Not long ago, a dozen or so judges were reported to have flocked to the CPN (UML) party headquarters in shortly after being sworn in office as the Hon’ble ones. Neither the target of criticism nor the party in question found it fit to clarify its positions on the controversies that circulated so crushingly and adversely affected the credibility of the institutions they represented.
It was also reported in 2017 that a host of Hon’ble judges were promoted at unearthly hours at the residence of the presiding deity, whereby decisions were apportioned on the basis of prevailing power equations among key political parties. The judicracy decided to maintain silence on the reports.
LETHAL WEAPON: Ruling parties have tested and tasted the privilege of setting in motion impeachment proceedings. If the powers that be find someone placed in a vital position as inconvenient to their less than democratic steps, the power to impeach becomes most dubiously expedient. Threats and intimidation are the first line of attack.
Sushila Karki, the first woman to lead the Supreme Court, faced an impeachment motion last spring when 249 legislators representing Nepali Congress and CPN (Maoist Centre) registered the impeachment motion against the then chief justice at the parliament secretariat April 30.
Apparently, Karki had rubbed many a political big shot the wrong way. The manner in which the motion got tabled in parliament and the subsequent slowed-down pace and passion Karki displayed in her enthusiasm for activity gave the impression to many a mind that an “understanding” had been reached. Some interpreted it to be a bargain plea between the individual and the group that found its interests at stake.
A single bench of Justice Cholendra Shumsher Rana on May 5 stayed the impeachment motion against Karki in a verdict desribing the impeachment motion as prima facie against the spirit of the constitution.

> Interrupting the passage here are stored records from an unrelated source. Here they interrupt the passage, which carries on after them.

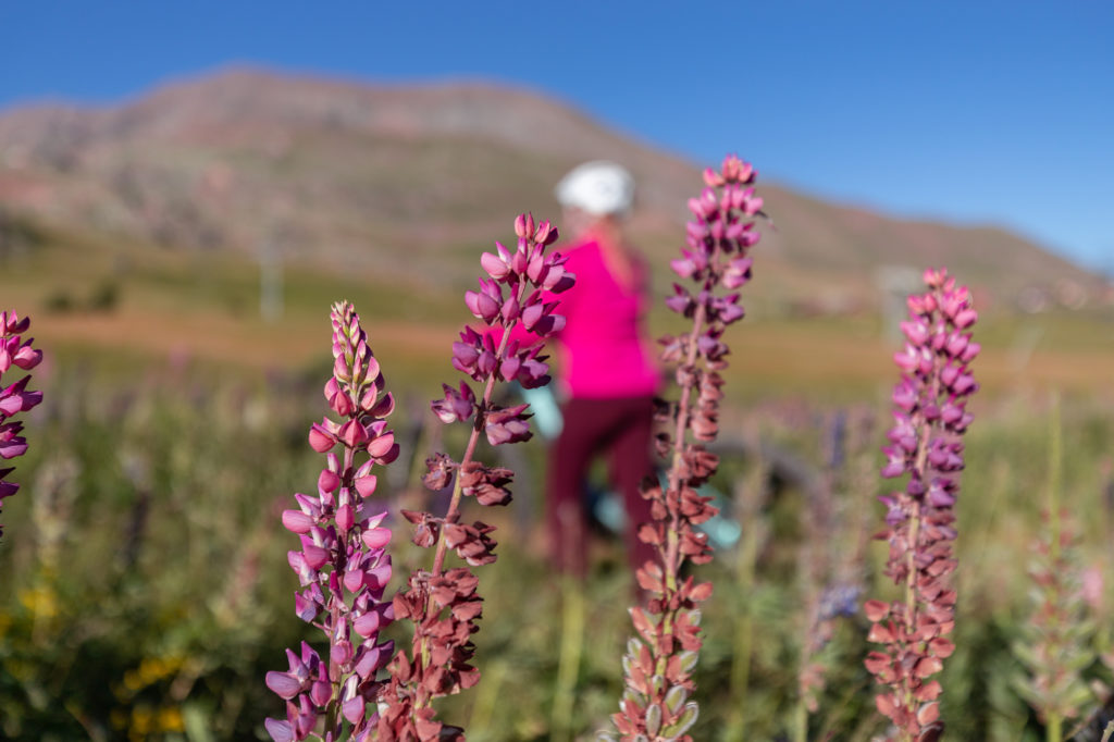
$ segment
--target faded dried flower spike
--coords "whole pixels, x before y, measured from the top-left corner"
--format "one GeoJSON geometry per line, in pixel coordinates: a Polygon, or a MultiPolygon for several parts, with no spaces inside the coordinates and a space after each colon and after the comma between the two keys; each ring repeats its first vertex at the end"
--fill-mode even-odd
{"type": "Polygon", "coordinates": [[[395,616],[411,621],[414,632],[410,652],[402,648],[390,665],[377,728],[382,742],[462,740],[463,730],[439,721],[432,702],[471,687],[480,678],[471,664],[476,651],[471,635],[479,631],[476,622],[482,598],[470,567],[496,560],[495,527],[479,520],[463,523],[461,501],[475,497],[487,506],[510,502],[508,485],[514,472],[477,461],[476,447],[480,433],[492,446],[530,437],[527,406],[498,407],[491,402],[492,392],[500,381],[517,381],[528,389],[549,382],[549,367],[540,354],[543,341],[565,324],[550,296],[571,287],[575,280],[559,253],[545,252],[557,240],[549,222],[535,223],[531,214],[519,214],[515,233],[514,248],[496,243],[495,253],[483,253],[480,265],[487,277],[480,279],[479,291],[465,294],[469,311],[485,324],[501,329],[501,335],[466,328],[452,344],[452,367],[479,382],[482,391],[477,394],[468,381],[456,388],[442,384],[444,396],[431,403],[442,422],[471,427],[460,461],[441,452],[427,459],[426,486],[433,490],[452,487],[449,509],[444,516],[402,511],[414,526],[413,541],[436,550],[432,568],[416,570],[407,589],[394,596],[395,616]],[[539,340],[526,345],[512,340],[511,330],[518,324],[539,340]],[[450,550],[465,566],[446,567],[450,550]]]}
{"type": "MultiPolygon", "coordinates": [[[[23,432],[23,423],[13,420],[20,412],[27,412],[42,401],[42,392],[28,391],[27,384],[31,381],[29,374],[23,375],[18,381],[3,387],[3,377],[8,374],[9,380],[12,367],[22,371],[30,371],[42,361],[42,351],[36,350],[31,343],[33,339],[22,339],[27,332],[31,320],[29,318],[19,319],[14,312],[0,312],[0,459],[9,461],[22,456],[27,451],[27,439],[20,433],[23,432]]],[[[9,481],[8,477],[14,471],[14,467],[0,468],[0,507],[7,497],[11,497],[19,490],[19,485],[9,481]]],[[[0,536],[3,536],[3,526],[0,525],[0,536]]]]}
{"type": "Polygon", "coordinates": [[[886,478],[909,476],[902,491],[885,496],[889,541],[885,574],[903,587],[903,597],[863,606],[873,622],[868,638],[883,645],[867,656],[867,670],[885,687],[878,711],[893,723],[902,742],[935,740],[944,731],[931,680],[955,645],[955,504],[964,468],[960,441],[971,422],[968,398],[978,389],[969,364],[979,344],[970,326],[978,319],[970,292],[946,270],[926,271],[928,292],[910,296],[907,343],[893,357],[901,381],[893,389],[895,424],[883,448],[886,478]]]}
{"type": "Polygon", "coordinates": [[[379,641],[394,617],[383,601],[391,531],[382,525],[387,512],[375,512],[370,499],[372,467],[390,463],[399,451],[385,420],[394,400],[351,304],[333,305],[332,326],[333,375],[324,394],[338,420],[323,418],[309,436],[313,450],[325,455],[325,467],[316,495],[295,495],[299,509],[282,514],[283,526],[301,541],[289,554],[302,585],[294,611],[321,629],[329,652],[322,656],[302,642],[300,652],[286,651],[287,671],[267,673],[267,687],[286,701],[285,720],[266,720],[275,742],[311,734],[340,740],[345,726],[350,740],[373,739],[382,685],[377,675],[394,648],[379,641]]]}
{"type": "Polygon", "coordinates": [[[686,247],[671,264],[678,276],[695,283],[694,289],[673,284],[665,302],[692,320],[692,330],[662,340],[663,360],[677,365],[681,398],[658,402],[658,418],[670,428],[656,439],[658,455],[670,458],[668,482],[663,489],[647,481],[643,490],[653,520],[641,526],[638,537],[654,547],[657,559],[636,573],[646,604],[631,609],[638,636],[629,640],[623,657],[626,689],[619,712],[612,716],[615,731],[600,732],[599,739],[691,740],[687,732],[696,721],[698,707],[690,700],[702,645],[696,606],[712,594],[712,584],[682,577],[682,569],[685,562],[712,558],[707,535],[695,526],[716,509],[696,488],[719,463],[702,443],[719,431],[720,371],[727,365],[729,352],[723,332],[743,316],[739,294],[722,292],[750,280],[747,251],[760,237],[754,217],[761,214],[762,199],[751,187],[754,177],[750,164],[734,155],[719,173],[704,173],[707,187],[688,202],[694,218],[686,225],[686,247]]]}

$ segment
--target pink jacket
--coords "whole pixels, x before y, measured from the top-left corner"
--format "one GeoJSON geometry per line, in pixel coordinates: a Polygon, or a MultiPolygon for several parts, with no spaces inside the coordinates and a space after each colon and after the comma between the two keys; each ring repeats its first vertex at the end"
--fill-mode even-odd
{"type": "MultiPolygon", "coordinates": [[[[576,399],[649,397],[658,373],[644,326],[648,276],[636,265],[635,285],[624,286],[608,270],[594,237],[558,251],[568,256],[565,269],[576,285],[557,294],[557,313],[566,319],[557,335],[559,382],[576,399]]],[[[521,325],[518,325],[521,326],[521,325]]],[[[512,335],[529,340],[525,331],[512,335]]]]}

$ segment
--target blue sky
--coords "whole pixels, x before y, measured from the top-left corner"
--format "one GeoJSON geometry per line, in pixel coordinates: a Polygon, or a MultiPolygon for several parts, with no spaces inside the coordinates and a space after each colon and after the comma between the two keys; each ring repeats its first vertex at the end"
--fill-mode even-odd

Pointing out that the judiciary is “a very sensitive organ of the state”, the Rana verdict said such an impeachment motion against a chief justice or judge could be considered constitutional, feasible and appropriate only if the conclusions of serious discussions at academic and civil society levels on whether or not the conduct, behaviour and delivery of justice by the said chief justice or judge had been deviant. Unless such a situation obtained, the court order added, an impeachment motion could not be considered to be in line with the spirit of the constitution. “If the principle of independence of the judiciary is subjected to meddling, we cannot protect the rights of any state organ or the citizen,” Justice Rana said.
ABSENCE OF BASICS: When it comes to the basics of a functioning state, Nepal ranks the worst in the whole of South Asia. Competing with Afghanistan to the status of South Asia’s most corrupt, this once peaceful nation has lost the practice of equality since long. Corruptionis is the chief cause of the existing state of anarchy. Corruption and inequality are inherently linked. With democrats/loktantriks like the current crop, who needs autocrats?
In principle, democracy should be made relevant to all, essentially raising hopes of all and providing equal opportunities to all. People must accept to make peace with democratic defeat. Dissent in a democracy is expected and allowed in good grace. Individuals are not defined by positions they hold when it comes to equality. This is a point of reference to be ignored at the very peril of the credibility of the individual or institution concerned. Sovereignty of ignorance and tyranny of the majority won’t walk the democratic talk.
The ongoing bad governance is a direct and indispuptable outcome of undemocratic practices. The prevailing culture of cronyism and nepotism, constantly shadowed by impunity and partisanism, has created a runaway crisis of misrule at its worst. From it has emerged a noxious class of party oligarchy, rendering governance to a fiefdom of a few and reducing the masses to a vast exploited lot. These are the long-standing challenges that goverments faced. The question is whether the Oli government will prove to be different, and for the better.